October 19, 2012
For many of us, ultrasound technology can be summed up as “the machine, the myth, the legend.” This article strives to demystify a valuable imaging tool that may be more within veterinarians’ reach than they first believed.
When Charles Maloy, president of E.I. Medical Imaging in Loveland, Colo., makes a veterinary sales presentation, “The two questions that come out of their mouth every single time are: ‘What’s the price?’ and ‘How do I use the darn thing?’” he said.
Ultrasound education is increasingly available and, while the equipment remains a substantial investment, “You can get systems with full capability, including cardiac imaging packages, for about half the cost from as recent as three to four years ago,” said J.K. Waldsmith, DVM, president of Vetel Diagnostics in San Luis Obispo, Calif.
Very simply put, ultrasound produces an image made from reflected sound, causing an echo and showing up in varying shades from white to gray on a screen. It’s used frequently for abdominal and cardiac studies in small-animal medicine, and on musculoskeletal and reproductive evaluations in horses.
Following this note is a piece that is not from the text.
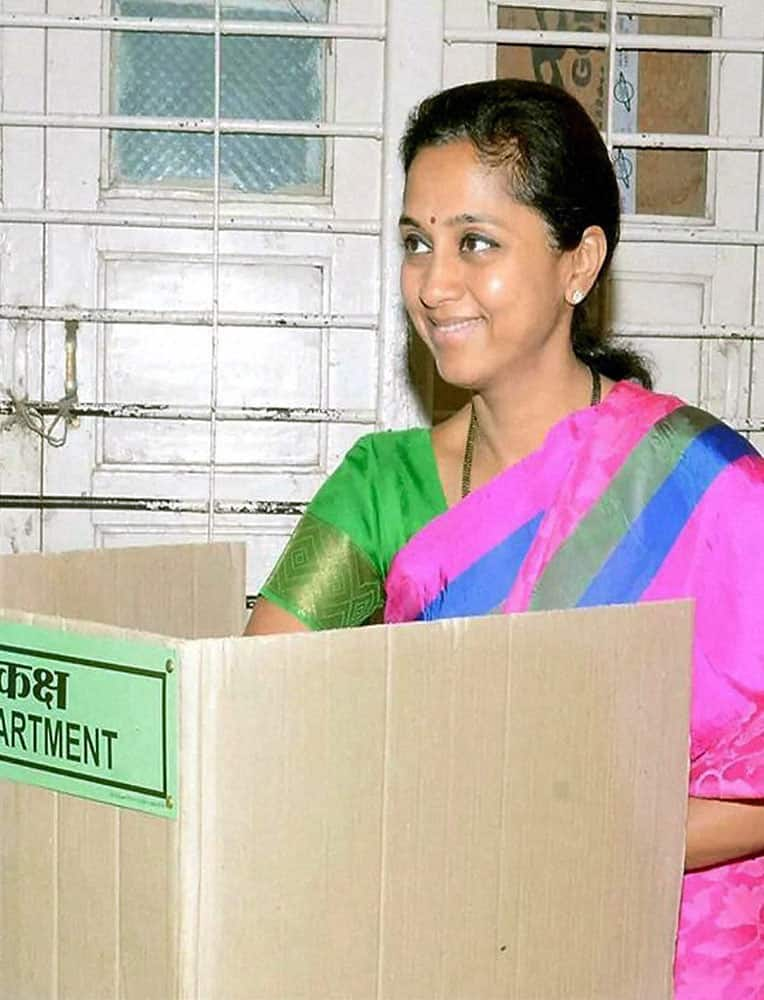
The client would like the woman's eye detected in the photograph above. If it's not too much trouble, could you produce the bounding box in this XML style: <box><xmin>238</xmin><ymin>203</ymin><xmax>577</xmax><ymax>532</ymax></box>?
<box><xmin>403</xmin><ymin>233</ymin><xmax>429</xmax><ymax>254</ymax></box>
<box><xmin>462</xmin><ymin>233</ymin><xmax>496</xmax><ymax>253</ymax></box>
Applications are constantly expanding. Dr. Waldsmith said new high-frequency probes even enable veterinarians to ultrasound all ocular structures.
“It’s an incredible tool. It’s made a huge difference in our ability to diagnose,” said Kathy Spaulding, DVM, diplomate of the American College of Veterinary Radiology.
A clinical radiology professor at Texas A&M University College of Veterinary Medicine, Dr. Spaulding specializes in abdominal ultrasound.
“I think ultrasound has become one of the major diagnostic tools in how we practice medicine. Not all practices use it, but most progressive practices do,” she said.
Spaulding said the “first wave” of ultrasound use in veterinary medicine began in universities in the late 1970s and early 1980s. One of her earliest ultrasound lectures as a professor at North Carolina State University was to an audience of three: one student, one practitioner and one anatomist.
“Now, people are hungry for it,” she said. “People realize how valuable it is,” and some veterinarians are adding ultrasound technology to stay competitive in business.
“The equipment and the price have improved significantly. You don’t necessarily have to have a $200,000 unit to have a good image,” Spaulding said.
Noting that ultrasound originally was used a lot for confirming pregnancies, she said: “We’re constantly improving our knowledge of how sound interacts with tissue. We’re also learning our limitations.”
Ultrasound is good for studies of muscle, bladder calculi, all abdominal organs, thyroid and heart, Spaulding said. It’s not as good on bones or lungs (although the surfaces can be imaged), but air and gas surrounding a structure will obstruct the image. In the thorax, ultrasound can detect fluid in the pleural space or loss of air in the lungs, she said.
With the advent of ultrasound imaging, “We don’t do nearly as many contrast studies as we used to,” Spaulding said, such as upper GI, intestinal tract, or cystograms in the urinary tract. “For instance, with a bladder tumor, you can use ultrasound and you don’t have to put an iodine contrast agent in the bladder.”
Ultrasound can act as a guide for procedures such as biopsy, fine-needle aspirate and follicle aspiration, said Erika Wierman, DVM, sales manager for E.I. Medical Imaging.
“The more we learn about the pathophysiology of disease, the more we are able to use ultrasound to identify problems as well,” she said. “While magnetic resonance imaging and computed tomography scan can also be used for internal examinations, only ultrasound—and perhaps fluoroscopy, to some extent—allow real-time evaluation of these structures.”
With all that said, “It’s still a difficult and challenging field,” Spaulding acknowledged. “You can teach the science of it easier than you can teach the art of it, and the art is practice, practice, practice.”
Texas A&M veterinary students are taught an instructive course on ultrasound in the third year, with a two-week hands-on course in the fourth year, she said.
“And more and more people are coming back and doing continuing education in ultrasound,” she noted.
Waldsmith figures it takes about 200 cases before the practitioner is really comfortable with normal anatomy and image artifacts.
“Once that level of confidence is achieved, tissue abnormalities, including measurements, are much more apparent,” Waldsmith said.
“There’s a learning curve there, definitely,” Spaulding said. “If you send an image out for interpretation, you’ve got to have a good image of the organ, a knowledge of anatomy, correct machine settings and knowledge of diseases that affect that organ. You have one image, and if it isn’t good, it’s hard to interpret.”
Spaulding suggested that an ultrasound rookie might break down learning into manageable stages.
“First, learn to recognize bladder calculi and tumors. Next, shunts. As you learn, you use it for more and more different types of things,” she said, marveling: “When I’m doing an ultrasound-guided cystocentesis or tumor aspirate, there’s nothing like watching that needle go exactly where you want it to go and missing vital structures, like vessels.”